Privatpornos und ein BGH-Urteil: Wem gehören Nacktbilder nach dem Ende einer Beziehung?

Die Intimsphäre ist zweifellos schützenswert. Doch was ist verwerflich daran, Bilder von einem/einer Ex zu behalten? Ein Kommentar.

Ein Kommentar von Jost Müller-Neuhof

Liebe ist… Darauf gibt es eine Fülle Antworten. „Ein Gerichtsurteil“ fällt regelmäßig nicht darunter. Urteile gibt es erst, wenn die Liebe irgendwann vorbei ist. Dann muss die Justiz voneinander lösen, was der liebe Gott, die Sehnsucht oder auch nur ein kurzweiliges Sexualinteresse zusammengefügt hatte. Mit der Digitalisierung und der menschlichen Neigung, haben zu wollen, was nur gelebt werden kann, ist die Liebe als solche in den Kampf um Recht und Eigentum hineingezogen worden. Die Liebe oder das, was im Medienzeitalter oft darunter verstanden wird: der Porno.

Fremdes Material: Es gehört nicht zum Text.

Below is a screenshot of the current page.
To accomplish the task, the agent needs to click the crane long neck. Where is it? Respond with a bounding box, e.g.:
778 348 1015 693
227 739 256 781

„Unbekleidet und teilweise bekleidet“

Solche, Pornos nämlich, werden heutzutage nicht nur wie eh und je für die Massen hergestellt, sondern auch von den Massen. Manche Paare stellen sie ins Internet, andere behalten sie für sich; Szenen, die einen oder beide Partner „vor, während oder im Anschluss an den Geschlechtsverkehr“ zeigen und die jetzt der Bundesgerichtshof (BGH) beurteilen musste.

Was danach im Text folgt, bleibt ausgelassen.